Among the mourners gathered in Mosoriot, Tirop's childhood village about 30 kilometres (18 miles) south of Eldoret, were two-time Kenyan Olympic champion David Rudisha and fellow gold medallists Joshua Cheptegei and Peruth Chemutai of Uganda.

Many in the congregation wore the signature red and black jerseys of Athletics Kenya, which described Tirop as a "jewel" and one of the fastest-rising stars on the international running circuit.

"We have lost not only a capable person, but also a true champion, a generous heart, and a star not only in our country but also internationally," said athlete representative Milcah Chemos.

Her death sparked outpourings of grief and condolences from Kenyan President Uhuru Kenyatta, but also anger at a life taken so young.

'Too young to die'

Impassioned speakers at her funeral demanded swift justice for Tirop, and huge crowds marched in Eldoret on Friday calling for an end to violence against women.

"The injustice against female athletes here in Kenya is a threat to all of us athletes all over the world," said Olympic 5000 metres champion Cheptegei.
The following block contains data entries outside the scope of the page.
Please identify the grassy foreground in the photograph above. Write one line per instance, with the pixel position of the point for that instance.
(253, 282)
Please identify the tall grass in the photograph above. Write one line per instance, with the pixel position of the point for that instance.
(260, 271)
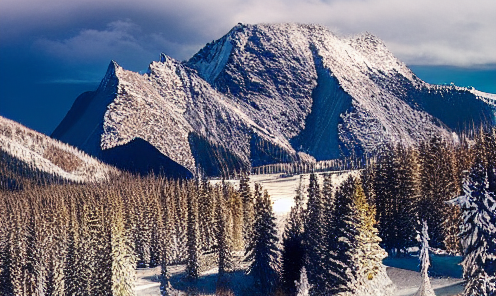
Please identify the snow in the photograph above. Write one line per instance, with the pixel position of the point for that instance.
(252, 94)
(30, 147)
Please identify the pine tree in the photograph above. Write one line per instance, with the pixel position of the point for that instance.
(385, 190)
(293, 252)
(193, 263)
(407, 192)
(343, 225)
(437, 186)
(262, 249)
(223, 236)
(314, 235)
(478, 231)
(206, 215)
(425, 286)
(302, 286)
(371, 276)
(248, 210)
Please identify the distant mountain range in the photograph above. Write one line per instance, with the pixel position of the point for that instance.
(264, 94)
(25, 153)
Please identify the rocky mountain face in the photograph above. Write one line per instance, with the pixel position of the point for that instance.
(265, 94)
(24, 152)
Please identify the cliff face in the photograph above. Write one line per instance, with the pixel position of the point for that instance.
(268, 93)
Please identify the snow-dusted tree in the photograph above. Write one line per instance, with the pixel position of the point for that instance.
(206, 215)
(248, 210)
(478, 231)
(223, 236)
(314, 237)
(123, 258)
(293, 252)
(341, 267)
(425, 286)
(438, 185)
(262, 251)
(371, 277)
(396, 191)
(235, 203)
(193, 261)
(302, 286)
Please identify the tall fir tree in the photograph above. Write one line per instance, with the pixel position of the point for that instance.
(262, 251)
(407, 194)
(425, 286)
(248, 209)
(343, 233)
(385, 193)
(223, 235)
(313, 238)
(371, 276)
(478, 231)
(293, 252)
(437, 187)
(193, 261)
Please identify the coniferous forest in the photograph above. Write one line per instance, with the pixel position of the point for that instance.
(62, 238)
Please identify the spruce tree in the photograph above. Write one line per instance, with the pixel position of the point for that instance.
(341, 266)
(478, 231)
(314, 235)
(193, 262)
(248, 209)
(437, 186)
(262, 251)
(407, 193)
(303, 286)
(386, 199)
(425, 286)
(223, 236)
(293, 252)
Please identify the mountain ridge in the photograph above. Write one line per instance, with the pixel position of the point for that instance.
(270, 93)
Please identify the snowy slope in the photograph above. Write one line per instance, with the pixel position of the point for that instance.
(264, 94)
(48, 155)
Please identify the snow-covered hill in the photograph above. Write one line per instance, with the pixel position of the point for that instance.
(263, 94)
(20, 145)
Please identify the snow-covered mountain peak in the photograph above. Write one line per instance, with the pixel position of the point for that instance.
(269, 93)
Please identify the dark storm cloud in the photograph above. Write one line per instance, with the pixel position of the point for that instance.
(458, 32)
(52, 50)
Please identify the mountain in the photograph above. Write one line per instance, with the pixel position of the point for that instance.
(263, 94)
(25, 152)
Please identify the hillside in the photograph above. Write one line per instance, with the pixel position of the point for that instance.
(24, 152)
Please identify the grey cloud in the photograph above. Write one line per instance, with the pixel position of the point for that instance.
(450, 32)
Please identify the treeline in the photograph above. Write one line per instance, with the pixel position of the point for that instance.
(88, 239)
(409, 185)
(331, 247)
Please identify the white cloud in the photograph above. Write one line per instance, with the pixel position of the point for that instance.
(451, 32)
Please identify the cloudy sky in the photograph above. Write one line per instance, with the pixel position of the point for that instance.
(52, 50)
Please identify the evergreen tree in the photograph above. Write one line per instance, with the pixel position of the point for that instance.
(437, 186)
(328, 235)
(293, 252)
(368, 253)
(386, 195)
(206, 217)
(425, 286)
(193, 262)
(344, 222)
(262, 249)
(248, 210)
(314, 234)
(223, 236)
(302, 286)
(407, 194)
(478, 231)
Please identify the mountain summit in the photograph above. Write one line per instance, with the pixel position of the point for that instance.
(263, 94)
"We are here in solidarity to show that we condemn such acts in such a manner."

Tirop's death has thrown a spotlight on the pressures faced by the country's female athletes who pay a huge -- and often tragic -- price for their spectacular success in a male-dominated society.

Many Kenyan athletes see sporting success as their ticket out of poverty and get their start in training camps which are unregulated and notorious hotbeds of sexual misconduct.

In the wake of Tirop's death, current and former elite runners have spoken up about the trials endured by young female athletes.

Many are breadwinners for extended families and vulnerable to financial exploitation at the hands of coaches, agents and even loved ones.

"Don't suffer in silence," said Father Dominic Ratemo, who delivered the sermon during the church service before Tirop was buried near her family home.

"Agnes was too young to die."

Her husband Ibrahim, commonly known as Emmanuel, Rotich, was arrested last week in the coastal town of Mombasa after a dramatic late-night chase. Police had earlier said he was the prime suspect in their case.

Kenyan athletes (L-R) Beatrice Chepkoech, Faith Kipyegon, Peris Jepchirchir and Eunice Sum attend the funeral of Agnes Tirop
Kenyan athletes (L-R) Beatrice Chepkoech, Faith Kipyegon, Peris Jepchirchir and Eunice Sum attend the funeral of Agnes Tirop Simon MAINA AFP

Athletics Kenya announced on Saturday that the Kenyan leg of the World Cross Country Tour would be named after Tirop.

Born to a peasant farming family, Tirop launched her athletics career less than a decade ago but swiftly ran up a host of second-place finishes in national and international cross country races.

She went on to become one of Kenya's rising stars -- as the 2015 world cross-country champion, a two-time world medallist over 10000m, and came fourth over 5000m at the Tokyo Olympics this year.